道元さまの思い出(20)
孤坐淵黙の一生 その二
――永遠の教え
歴史ルポライター 深見六彦
聞き取れないくらいの小さな声で「まだ夜は明けぬか」と寂円は言った。枕辺の義雲はどきりとした。すでに銀杏峰の頂は朝日に輝き、周囲は明るくなっている。お師匠さまは視覚を失われているのだ。義雲は口を耳元に近づけ「夜明けは間もなくでございます」と囁いた。寂円はあごをわずかに引いて頷くと、また深い昏睡に落ちていった。

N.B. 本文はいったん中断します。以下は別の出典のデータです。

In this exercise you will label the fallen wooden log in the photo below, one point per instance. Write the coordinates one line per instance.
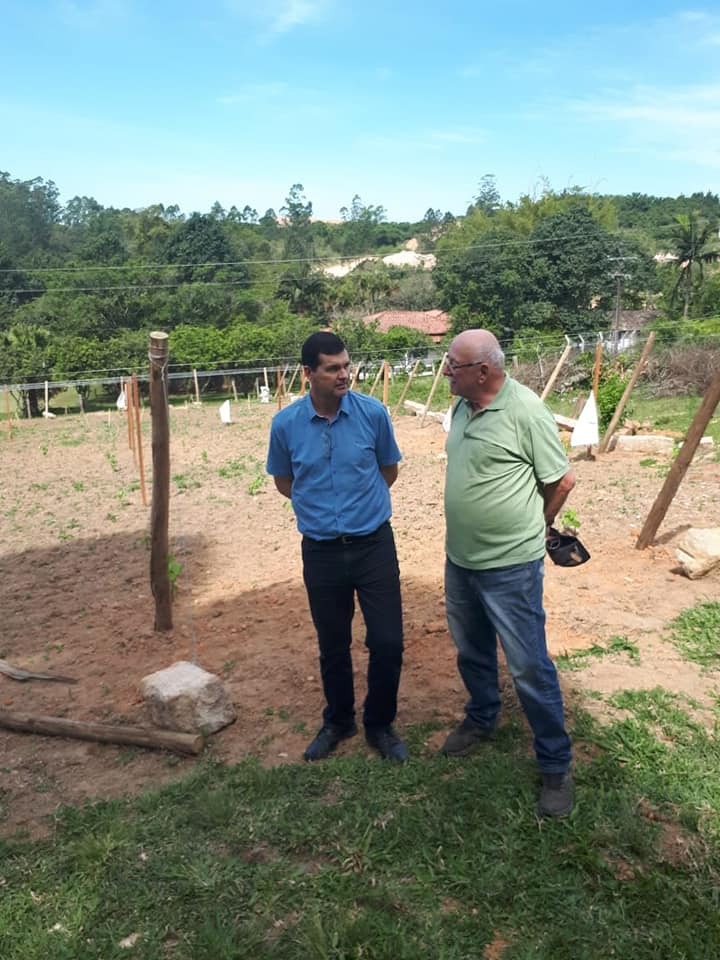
(17, 673)
(103, 732)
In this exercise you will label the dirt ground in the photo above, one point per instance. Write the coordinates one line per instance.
(75, 595)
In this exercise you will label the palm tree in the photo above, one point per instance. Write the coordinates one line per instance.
(695, 244)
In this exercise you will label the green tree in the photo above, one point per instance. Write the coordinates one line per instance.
(25, 358)
(694, 243)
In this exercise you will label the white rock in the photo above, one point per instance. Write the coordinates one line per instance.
(699, 551)
(187, 698)
(643, 443)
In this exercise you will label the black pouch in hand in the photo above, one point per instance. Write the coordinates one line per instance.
(565, 550)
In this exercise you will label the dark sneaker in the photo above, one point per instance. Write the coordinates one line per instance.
(387, 743)
(556, 796)
(327, 738)
(465, 738)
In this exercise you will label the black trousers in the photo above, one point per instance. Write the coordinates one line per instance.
(334, 571)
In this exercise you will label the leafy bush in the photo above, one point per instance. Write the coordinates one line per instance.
(610, 390)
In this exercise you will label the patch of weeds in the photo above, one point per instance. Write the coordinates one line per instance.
(174, 571)
(580, 658)
(695, 634)
(256, 484)
(232, 469)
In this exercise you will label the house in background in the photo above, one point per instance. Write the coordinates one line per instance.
(434, 323)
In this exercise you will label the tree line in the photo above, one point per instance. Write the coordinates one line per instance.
(81, 284)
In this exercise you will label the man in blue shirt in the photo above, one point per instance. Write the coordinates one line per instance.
(334, 455)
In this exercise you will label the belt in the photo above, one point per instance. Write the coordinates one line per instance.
(346, 539)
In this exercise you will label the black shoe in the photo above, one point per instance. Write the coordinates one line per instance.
(465, 738)
(327, 738)
(556, 796)
(387, 743)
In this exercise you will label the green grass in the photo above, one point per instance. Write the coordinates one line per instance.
(663, 413)
(355, 858)
(696, 634)
(580, 658)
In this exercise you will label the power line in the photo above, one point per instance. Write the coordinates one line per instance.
(279, 261)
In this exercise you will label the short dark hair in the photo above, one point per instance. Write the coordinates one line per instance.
(317, 343)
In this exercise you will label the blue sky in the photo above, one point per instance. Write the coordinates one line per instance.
(137, 102)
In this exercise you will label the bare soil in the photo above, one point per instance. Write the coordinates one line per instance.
(75, 594)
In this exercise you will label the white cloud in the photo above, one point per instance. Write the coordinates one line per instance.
(92, 14)
(281, 16)
(458, 136)
(682, 123)
(255, 91)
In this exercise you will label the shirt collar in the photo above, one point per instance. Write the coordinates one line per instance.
(310, 409)
(499, 401)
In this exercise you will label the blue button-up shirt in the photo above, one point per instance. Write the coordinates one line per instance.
(337, 487)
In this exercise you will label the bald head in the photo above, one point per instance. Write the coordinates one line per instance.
(479, 346)
(475, 367)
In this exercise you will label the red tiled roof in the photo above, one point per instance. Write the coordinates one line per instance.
(434, 323)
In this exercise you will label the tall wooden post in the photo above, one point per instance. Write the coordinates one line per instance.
(682, 462)
(433, 388)
(377, 379)
(7, 411)
(626, 394)
(405, 389)
(597, 367)
(160, 509)
(138, 438)
(554, 375)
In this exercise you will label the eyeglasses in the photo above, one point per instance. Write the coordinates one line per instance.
(453, 365)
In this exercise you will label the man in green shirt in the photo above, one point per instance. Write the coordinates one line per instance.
(507, 477)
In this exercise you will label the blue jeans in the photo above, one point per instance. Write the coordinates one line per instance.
(506, 603)
(334, 571)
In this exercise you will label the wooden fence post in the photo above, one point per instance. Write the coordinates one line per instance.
(138, 437)
(554, 375)
(626, 394)
(159, 514)
(433, 388)
(7, 411)
(405, 389)
(682, 462)
(377, 379)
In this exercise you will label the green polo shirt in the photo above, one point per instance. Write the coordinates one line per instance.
(498, 460)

寂円は死を予感していた。この数日間、自分の意思で体を動かすことがまったくできなくなっていた。視界も閉ざされていたが、うろたえることはなかった。如浄さま、道元さまのお傍にもうすぐ行けるのだと思うと、かえって心が浮き立つようであった。寂円の脳裏には、お二人の姿が走馬灯のように浮かんでは消える。特に二十五年もの間お傍に仕えた道元禅師の笑顔は寂円の気持ちを落ち着かせてくれる。小白村で初めて会った時の若さあふれる笑顔、寂円が弟子にしてくれと頼んだ時の困ったような笑い顔、日本へ単身渡り建仁寺を訪ねた時に迎えてくれたあたたかな笑顔、鎌倉への道中で見せた心からの笑い、二人で月を愛でた時のやさしい笑顔――思わず寂円は「道元さまぁ〜」と叫んでいたが、もちろん声にはならない。そういえば最期のお顔も微笑を浮かべておられた、と寂円は夢うつつの中で思う。

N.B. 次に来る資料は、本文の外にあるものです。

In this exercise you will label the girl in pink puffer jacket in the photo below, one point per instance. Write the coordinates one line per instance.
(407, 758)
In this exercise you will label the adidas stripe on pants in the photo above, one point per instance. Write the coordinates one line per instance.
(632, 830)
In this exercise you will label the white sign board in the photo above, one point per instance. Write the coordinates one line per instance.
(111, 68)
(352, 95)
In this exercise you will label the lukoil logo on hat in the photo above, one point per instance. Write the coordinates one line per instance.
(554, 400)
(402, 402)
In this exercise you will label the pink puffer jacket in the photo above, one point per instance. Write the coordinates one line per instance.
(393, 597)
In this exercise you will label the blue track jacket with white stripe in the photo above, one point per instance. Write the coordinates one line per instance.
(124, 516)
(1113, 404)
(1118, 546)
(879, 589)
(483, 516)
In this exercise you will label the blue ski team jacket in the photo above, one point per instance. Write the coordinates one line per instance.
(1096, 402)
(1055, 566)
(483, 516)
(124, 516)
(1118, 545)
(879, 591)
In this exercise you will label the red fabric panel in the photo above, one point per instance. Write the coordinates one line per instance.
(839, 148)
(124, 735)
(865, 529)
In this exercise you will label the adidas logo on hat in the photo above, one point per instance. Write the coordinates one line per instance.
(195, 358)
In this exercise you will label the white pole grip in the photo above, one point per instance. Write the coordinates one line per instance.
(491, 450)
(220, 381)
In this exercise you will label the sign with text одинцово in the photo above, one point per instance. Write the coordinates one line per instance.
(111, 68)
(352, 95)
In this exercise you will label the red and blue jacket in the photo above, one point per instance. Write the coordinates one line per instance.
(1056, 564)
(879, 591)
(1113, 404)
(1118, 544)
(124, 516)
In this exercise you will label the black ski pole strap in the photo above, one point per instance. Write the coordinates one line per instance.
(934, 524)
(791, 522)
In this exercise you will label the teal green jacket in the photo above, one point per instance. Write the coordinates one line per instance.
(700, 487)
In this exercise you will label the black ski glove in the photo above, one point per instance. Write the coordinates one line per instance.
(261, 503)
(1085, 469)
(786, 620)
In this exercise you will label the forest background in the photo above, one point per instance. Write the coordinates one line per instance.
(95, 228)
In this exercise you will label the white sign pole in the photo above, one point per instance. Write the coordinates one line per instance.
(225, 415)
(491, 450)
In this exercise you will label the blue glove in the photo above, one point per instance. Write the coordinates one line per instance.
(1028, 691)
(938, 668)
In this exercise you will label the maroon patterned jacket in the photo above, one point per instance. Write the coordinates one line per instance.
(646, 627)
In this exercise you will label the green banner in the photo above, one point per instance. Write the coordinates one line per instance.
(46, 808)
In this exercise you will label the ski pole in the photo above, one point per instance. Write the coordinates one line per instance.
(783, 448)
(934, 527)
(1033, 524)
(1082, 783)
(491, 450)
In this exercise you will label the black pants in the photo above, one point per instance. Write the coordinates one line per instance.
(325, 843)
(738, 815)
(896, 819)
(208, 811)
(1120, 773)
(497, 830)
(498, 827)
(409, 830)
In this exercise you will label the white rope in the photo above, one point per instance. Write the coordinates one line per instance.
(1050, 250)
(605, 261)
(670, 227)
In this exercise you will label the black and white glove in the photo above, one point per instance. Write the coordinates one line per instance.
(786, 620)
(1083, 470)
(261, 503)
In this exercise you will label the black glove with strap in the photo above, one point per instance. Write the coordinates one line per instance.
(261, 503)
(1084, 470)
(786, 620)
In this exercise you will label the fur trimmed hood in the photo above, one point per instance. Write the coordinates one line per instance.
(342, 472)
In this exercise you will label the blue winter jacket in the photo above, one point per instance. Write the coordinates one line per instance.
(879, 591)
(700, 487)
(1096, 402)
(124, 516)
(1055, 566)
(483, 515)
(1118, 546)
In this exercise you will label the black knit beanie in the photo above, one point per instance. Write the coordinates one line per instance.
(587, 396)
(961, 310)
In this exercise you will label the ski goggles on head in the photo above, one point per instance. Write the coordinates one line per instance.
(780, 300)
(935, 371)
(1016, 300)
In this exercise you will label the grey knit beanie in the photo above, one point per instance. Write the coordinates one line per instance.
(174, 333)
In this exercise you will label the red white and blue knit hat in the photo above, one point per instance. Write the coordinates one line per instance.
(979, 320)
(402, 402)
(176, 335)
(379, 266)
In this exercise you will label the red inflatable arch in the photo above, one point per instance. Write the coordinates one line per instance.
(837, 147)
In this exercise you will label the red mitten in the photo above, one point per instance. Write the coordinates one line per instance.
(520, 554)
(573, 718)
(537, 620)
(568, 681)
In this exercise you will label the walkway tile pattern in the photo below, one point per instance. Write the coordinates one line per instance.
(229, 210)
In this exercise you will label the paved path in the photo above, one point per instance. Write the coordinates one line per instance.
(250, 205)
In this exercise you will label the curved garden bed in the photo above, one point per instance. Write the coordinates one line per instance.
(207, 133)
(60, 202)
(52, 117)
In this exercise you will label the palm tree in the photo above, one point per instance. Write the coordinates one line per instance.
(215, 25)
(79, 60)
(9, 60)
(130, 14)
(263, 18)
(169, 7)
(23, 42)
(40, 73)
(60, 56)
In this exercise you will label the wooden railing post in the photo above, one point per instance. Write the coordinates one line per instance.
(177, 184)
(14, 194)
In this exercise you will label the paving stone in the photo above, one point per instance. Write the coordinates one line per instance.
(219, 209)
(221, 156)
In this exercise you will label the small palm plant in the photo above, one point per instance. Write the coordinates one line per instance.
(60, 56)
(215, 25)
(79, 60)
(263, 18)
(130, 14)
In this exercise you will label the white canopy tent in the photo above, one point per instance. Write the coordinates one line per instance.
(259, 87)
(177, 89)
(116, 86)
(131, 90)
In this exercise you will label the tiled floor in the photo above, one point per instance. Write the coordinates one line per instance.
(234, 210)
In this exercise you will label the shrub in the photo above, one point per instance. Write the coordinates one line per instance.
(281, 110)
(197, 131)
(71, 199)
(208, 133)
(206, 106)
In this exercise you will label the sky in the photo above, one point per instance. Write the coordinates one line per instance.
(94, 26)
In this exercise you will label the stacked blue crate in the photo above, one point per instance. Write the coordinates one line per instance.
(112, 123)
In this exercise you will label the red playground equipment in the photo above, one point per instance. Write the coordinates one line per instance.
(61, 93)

五十歳を越した頃から体の不調を訴えるようになった道元禅師だが、建長五年(一二五三)に入ると病状はますます重くなった。床に伏せることも多くなり、心配した檀越波多野義重の強い勧めで京都の医師団の治療を受けることになり、八月五日に上洛した(第18回参照)。京都高 西の洞院にある覚念の屋敷に到着したのが十五日。覚念は道元禅師の俗弟子で、永平寺の財政面における重要なスポンサーでもあった。
寂円でございます。治療の甲斐も無く道元さまがご入寂されたのは、二十八日の早暁寅の刻(午前四時頃)でございました。京都に来られてほんの十日あまりのことでした。その悲しみはまさに筆舌に尽くしがたいほどで、懐奘さまは悲嘆のあまり気を失われてしまいました。東山赤 の小寺にて荼毘に付されたのち、道元さまのご遺骨が永平寺に戻られたのは九月十日のことでございました。京都への旅は悲しい思い出になってしまいました。

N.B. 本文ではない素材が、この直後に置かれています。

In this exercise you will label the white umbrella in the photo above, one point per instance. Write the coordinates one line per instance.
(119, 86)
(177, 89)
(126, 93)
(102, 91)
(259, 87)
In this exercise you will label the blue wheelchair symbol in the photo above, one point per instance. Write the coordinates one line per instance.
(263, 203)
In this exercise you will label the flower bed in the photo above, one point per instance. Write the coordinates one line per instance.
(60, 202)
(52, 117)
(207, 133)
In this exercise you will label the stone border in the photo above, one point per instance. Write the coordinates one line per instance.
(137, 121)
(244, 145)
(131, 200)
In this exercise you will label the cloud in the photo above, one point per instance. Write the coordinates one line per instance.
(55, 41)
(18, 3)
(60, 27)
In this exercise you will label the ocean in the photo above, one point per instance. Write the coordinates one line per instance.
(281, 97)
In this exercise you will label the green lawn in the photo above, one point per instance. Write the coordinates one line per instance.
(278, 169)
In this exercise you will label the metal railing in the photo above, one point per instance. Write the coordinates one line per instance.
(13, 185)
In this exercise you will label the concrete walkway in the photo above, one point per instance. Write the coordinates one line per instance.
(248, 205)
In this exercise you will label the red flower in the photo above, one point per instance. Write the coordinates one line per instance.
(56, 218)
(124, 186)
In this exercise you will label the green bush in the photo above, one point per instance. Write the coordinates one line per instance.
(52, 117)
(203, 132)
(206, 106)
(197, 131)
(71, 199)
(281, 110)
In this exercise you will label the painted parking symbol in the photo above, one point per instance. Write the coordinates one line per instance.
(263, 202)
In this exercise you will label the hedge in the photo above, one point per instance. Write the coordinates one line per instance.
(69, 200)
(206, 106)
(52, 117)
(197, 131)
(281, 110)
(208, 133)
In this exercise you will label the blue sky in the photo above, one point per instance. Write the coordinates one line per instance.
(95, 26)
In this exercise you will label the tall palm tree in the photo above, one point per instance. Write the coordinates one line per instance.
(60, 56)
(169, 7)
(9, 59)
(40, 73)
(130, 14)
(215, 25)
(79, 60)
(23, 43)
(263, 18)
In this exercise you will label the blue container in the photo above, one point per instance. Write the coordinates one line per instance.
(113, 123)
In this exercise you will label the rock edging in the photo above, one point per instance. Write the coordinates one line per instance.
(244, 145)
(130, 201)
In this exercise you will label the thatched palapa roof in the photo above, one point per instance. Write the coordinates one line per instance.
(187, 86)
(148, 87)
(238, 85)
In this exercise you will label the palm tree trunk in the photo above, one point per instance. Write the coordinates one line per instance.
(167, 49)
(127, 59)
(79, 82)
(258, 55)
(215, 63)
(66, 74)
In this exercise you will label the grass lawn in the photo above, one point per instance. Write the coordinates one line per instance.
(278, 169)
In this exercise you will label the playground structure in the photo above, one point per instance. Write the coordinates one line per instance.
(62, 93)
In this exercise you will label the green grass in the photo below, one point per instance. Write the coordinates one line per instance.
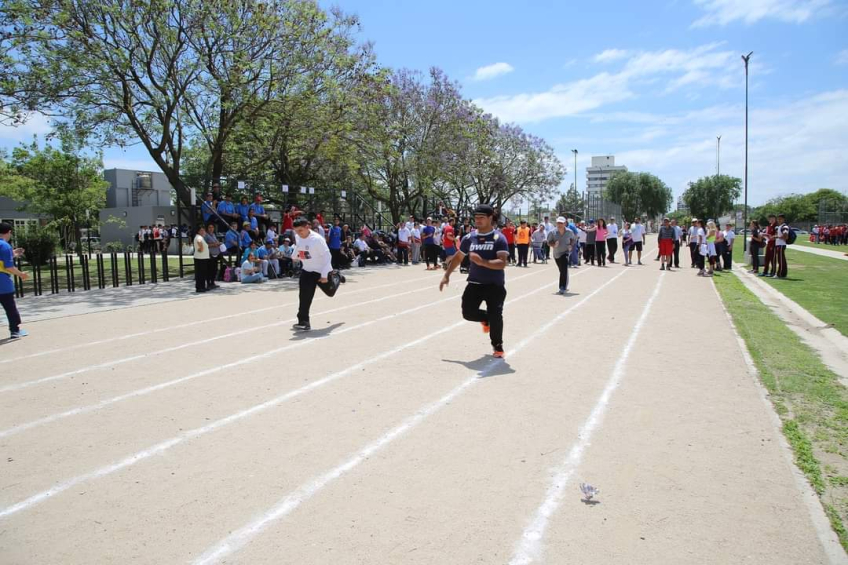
(803, 240)
(811, 403)
(816, 283)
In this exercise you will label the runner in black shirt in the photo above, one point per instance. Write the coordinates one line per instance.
(488, 252)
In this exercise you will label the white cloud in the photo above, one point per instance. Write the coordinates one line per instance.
(491, 71)
(702, 66)
(610, 55)
(723, 12)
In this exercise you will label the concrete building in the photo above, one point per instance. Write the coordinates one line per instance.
(133, 199)
(598, 175)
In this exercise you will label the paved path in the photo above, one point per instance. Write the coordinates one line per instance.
(389, 435)
(824, 252)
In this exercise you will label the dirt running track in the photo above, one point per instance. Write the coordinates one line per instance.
(389, 435)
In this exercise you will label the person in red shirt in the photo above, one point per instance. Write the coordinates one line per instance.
(509, 234)
(449, 241)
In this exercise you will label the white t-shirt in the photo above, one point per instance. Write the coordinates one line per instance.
(313, 253)
(201, 248)
(360, 245)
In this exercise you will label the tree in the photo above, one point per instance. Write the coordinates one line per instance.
(712, 196)
(59, 183)
(639, 193)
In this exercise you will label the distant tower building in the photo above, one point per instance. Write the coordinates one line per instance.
(598, 175)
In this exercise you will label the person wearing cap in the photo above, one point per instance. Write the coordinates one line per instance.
(488, 253)
(666, 242)
(612, 239)
(522, 241)
(562, 240)
(7, 283)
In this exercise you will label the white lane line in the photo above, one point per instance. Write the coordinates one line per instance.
(148, 354)
(189, 324)
(529, 548)
(242, 414)
(242, 536)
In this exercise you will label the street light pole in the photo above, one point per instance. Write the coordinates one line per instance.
(746, 58)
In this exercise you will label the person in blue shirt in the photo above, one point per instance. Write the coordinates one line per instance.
(334, 242)
(488, 253)
(7, 284)
(208, 209)
(242, 209)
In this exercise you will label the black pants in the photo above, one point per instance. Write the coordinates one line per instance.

寂円は承陽庵の塔主として道元禅師と共通の先師である如浄禅師をお祀りしてきたが、この日以降道元禅師も合わせて祀ることになる。その後のことはこれまでに記してきた通りであるが、寂円は思う。禅師は永平寺で天寿を全うされたかったのではなかろうかと。京都へ行ったことを悔やまれたのではないかと。
「ぎ、う、ん」という寂円の口の動きに、義雲はあわてて身を寄せた。見守る義雲に寂円は声を振り絞り、「ああ、大宋国に帰りたい」と言って絶命した。薄れていく意識のなかで、自分ながらこれはいい言葉だと思った。モンゴルに乗っ取られた中国へ帰りたいわけではない。あの懐かしくも誇り高い宋国への郷愁であった。寂円は日本に来たことを悔やんだことなど一度もなかった。むしろ良かったと思う。それにつけても銀杏峰に抱かれたこの深山のなんとすばらしいことよ。
正安元年(一二九九)九月十三日、愛弟子義雲や犬吉、牛兵衛たちに見守られて、寂円は遷化した。九十三歳、弧坐淵黙の一生であった。寂円は永平寺第五世としてお山の荒廃を建て直した義雲を育て、大本山總持寺開山瑩山禅師には重要な宗教体験を与えた。永平寺が今日在るのも、曹洞宗が大宗派に発展したのも、寂円の功績といえよう。
ところで、四十年にわたり寂円の侍者として雑事のすべてを任されてきたあの犬吉と牛兵衛が、その後どうなったのか誰も知らない。